BAB 06 ADAPTASI

10.2K 2.3K 204
                                    


"Serius lu dianterin Kak Novan? Si keren itu?"
Aku langsung menatap Meta, yang duduk di dekat Anis saat ini. Kelompok MOS berkumpul lagi di kelas. Tadi pagi memang Novan membuat kehebohan dengan mengantarkanku lagi sampai depan kelas. Ah padahal aku tidak mau mendapatkan pandangan penasaran dari setiap orang. Ternyata reputasi Novan di kampus ini juga sudah terkenal, seperti Kak Mahardika. Salah satu senior keren kalau kata Anis.

"Heem."

Aku hanya menjawab itu, tidak tahu juga harus mengatakan apalagi. Karena aku dan Novan memang tidak akan menyangkal lagi status kami, tapi aku juga tidak akan secara gamblang mengumumkan. Biarlah mereka tahu sendiri. Lagipula aku masih kurang nyaman dengan ini semua. Aku juga masih dalam mode setengah ngambek kepadanya. 

"Lha bener kan, makanya kemarin Nara dipanggil sendiri ke Kak Mahardika. Si ganteng dan charming itu kan sahabatan ama Kak Novan."

Celetukan Anis membuatku melirik ke arahnya. 

"Kamu tahu darimana?"

Anis tersenyum lebar "Kakak aku juga kuliah di sini.
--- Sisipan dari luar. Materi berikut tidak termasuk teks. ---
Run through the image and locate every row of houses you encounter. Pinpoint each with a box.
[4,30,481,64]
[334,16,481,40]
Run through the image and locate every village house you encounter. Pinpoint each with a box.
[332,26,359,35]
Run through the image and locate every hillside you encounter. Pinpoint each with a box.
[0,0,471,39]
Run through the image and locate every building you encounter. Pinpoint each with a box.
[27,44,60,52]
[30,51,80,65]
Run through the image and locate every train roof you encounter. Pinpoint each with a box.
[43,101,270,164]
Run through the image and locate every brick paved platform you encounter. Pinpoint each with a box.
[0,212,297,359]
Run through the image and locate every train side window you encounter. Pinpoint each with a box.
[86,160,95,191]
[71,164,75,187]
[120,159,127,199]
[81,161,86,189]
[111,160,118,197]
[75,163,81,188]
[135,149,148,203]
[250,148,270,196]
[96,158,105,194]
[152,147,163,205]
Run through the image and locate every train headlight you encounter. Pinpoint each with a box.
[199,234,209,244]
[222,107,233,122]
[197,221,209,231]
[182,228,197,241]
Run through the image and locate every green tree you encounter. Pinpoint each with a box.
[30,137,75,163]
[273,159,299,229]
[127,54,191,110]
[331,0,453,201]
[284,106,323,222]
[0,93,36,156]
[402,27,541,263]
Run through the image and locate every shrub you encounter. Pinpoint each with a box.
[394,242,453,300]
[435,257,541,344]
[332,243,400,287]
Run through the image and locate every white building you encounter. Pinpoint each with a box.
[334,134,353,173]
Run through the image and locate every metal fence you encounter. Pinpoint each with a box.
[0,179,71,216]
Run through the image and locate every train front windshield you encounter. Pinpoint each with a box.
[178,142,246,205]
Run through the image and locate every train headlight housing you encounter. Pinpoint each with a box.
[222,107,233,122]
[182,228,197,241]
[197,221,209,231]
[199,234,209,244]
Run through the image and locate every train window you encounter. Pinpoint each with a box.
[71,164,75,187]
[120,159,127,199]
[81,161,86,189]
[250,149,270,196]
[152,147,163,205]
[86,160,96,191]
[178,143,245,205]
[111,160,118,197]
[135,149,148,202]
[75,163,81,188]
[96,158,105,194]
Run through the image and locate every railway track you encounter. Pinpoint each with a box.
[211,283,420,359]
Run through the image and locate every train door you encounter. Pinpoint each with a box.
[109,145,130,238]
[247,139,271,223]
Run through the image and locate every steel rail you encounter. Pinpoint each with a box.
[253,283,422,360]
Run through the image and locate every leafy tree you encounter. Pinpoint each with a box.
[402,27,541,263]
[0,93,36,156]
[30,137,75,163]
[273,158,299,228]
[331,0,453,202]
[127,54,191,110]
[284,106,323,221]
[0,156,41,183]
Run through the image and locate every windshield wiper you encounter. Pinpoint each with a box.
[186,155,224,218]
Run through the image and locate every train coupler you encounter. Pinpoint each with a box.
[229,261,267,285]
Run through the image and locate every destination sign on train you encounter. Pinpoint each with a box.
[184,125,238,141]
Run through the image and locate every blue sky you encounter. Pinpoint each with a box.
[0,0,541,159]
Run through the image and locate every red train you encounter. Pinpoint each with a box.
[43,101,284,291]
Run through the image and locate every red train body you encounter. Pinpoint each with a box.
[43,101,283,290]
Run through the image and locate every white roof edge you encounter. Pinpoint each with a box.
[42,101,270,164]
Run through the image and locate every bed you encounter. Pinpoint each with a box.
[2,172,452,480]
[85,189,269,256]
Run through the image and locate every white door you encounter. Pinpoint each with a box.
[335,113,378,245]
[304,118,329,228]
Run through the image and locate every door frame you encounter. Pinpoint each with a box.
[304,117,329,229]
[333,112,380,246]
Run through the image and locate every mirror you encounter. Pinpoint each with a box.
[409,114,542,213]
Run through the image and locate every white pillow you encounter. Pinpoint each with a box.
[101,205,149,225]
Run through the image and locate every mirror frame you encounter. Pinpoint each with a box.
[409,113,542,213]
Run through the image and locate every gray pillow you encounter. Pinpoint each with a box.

Satu angkatan sama Kak Mahardika dan Kak Novan, jadi tahu dong. Mereka emang senior terkeren katanya. Cerdas, ganteng dan memang luar biasa."
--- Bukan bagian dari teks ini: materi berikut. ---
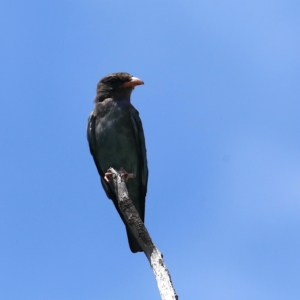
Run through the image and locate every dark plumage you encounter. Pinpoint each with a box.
[87,73,148,252]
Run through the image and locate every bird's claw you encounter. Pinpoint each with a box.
[104,172,112,182]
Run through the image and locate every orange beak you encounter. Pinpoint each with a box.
[123,77,144,87]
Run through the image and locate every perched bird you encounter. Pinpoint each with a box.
[87,72,148,253]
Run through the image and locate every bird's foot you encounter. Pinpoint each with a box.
[120,168,135,182]
[104,172,112,182]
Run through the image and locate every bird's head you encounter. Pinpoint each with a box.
[95,72,144,103]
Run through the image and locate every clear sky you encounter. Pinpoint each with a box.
[0,0,300,300]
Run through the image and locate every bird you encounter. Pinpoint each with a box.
[87,72,148,253]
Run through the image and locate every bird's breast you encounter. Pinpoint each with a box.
[95,105,139,173]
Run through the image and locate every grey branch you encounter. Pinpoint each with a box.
[107,168,178,300]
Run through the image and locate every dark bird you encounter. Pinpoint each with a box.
[87,72,148,253]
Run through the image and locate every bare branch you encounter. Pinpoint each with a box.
[107,168,178,300]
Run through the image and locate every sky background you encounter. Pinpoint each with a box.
[0,0,300,300]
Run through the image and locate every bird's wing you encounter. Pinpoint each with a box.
[130,106,148,202]
[87,111,116,200]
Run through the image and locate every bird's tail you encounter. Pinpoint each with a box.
[126,226,143,253]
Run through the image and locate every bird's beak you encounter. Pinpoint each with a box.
[123,77,144,87]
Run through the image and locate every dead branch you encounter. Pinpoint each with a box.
[107,168,178,300]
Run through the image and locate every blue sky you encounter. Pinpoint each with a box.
[0,0,300,300]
Aku terhenyak mendengar ucapan Anis, kembali lagi Novan populer di sini. Dan aku tidak suka, dengan kepopulerannya itu pasti juga banyak sekali fans yang mengekorinya. Huft. Percakapan kami terhenti saat dosen masuk. Seharian ini aku harus fokus tidak boleh teralih lagi. Selama dua tahun aku sudah bisa berubah menjadi ARA yang lebih baik lagi. Nilai akademikku juga lebih bagus daripada saat ada Novan dulu. Aku tidak mau fokusku terganggu lagi.

****** 

Tubuhku terasa panas dan kepalaku sedikit pusing. Apa karena kesibukan yang baru saja aku jalani ya? Semalam aku memang tidur larut malam, meski Novan ada di sampingku tapi aku masih belum bisa tertidur nyenyak. Hari ini jadwal sampai sore, dilanjut tugas kelompok yang mengharuskanku tetap berada di kampus dengan Novi dan Galih. Meta, Anis dan Liam yang satu kelompok juga sama masih berada di sini. Novan juga kalau sudah di kampus dia tidak bisa diganggu. Kami seperti orang asing dengan kesibukan masing-masing. Tidak ada pesan lewat ponsel dan juga telepon. Aku yang menginginkan itu karena aku tidak mau konsentrasiku terganggu. Bagaimanapun aku tidak mau mengecewakan Papa Raihan dan Mama Novia. Aku harus menunjukkan kalau aku itu bisa dengan kemampuanku sendiri.

"Ra, kamu kenapa?"

Pertanyaan Galih membuat aku menatapnya. Aku sejak tadi memang cuma memijat pelipis agar rasa pusingku ini perlahan pergi. Novi yang duduk di sampingku ikut menoleh ke arahku. Kami mengerjakan tugas di perpustakaan lagi.

"Kamu pucat Ra."

Novi juga menimpali, tapi aku menggelengkan kepala.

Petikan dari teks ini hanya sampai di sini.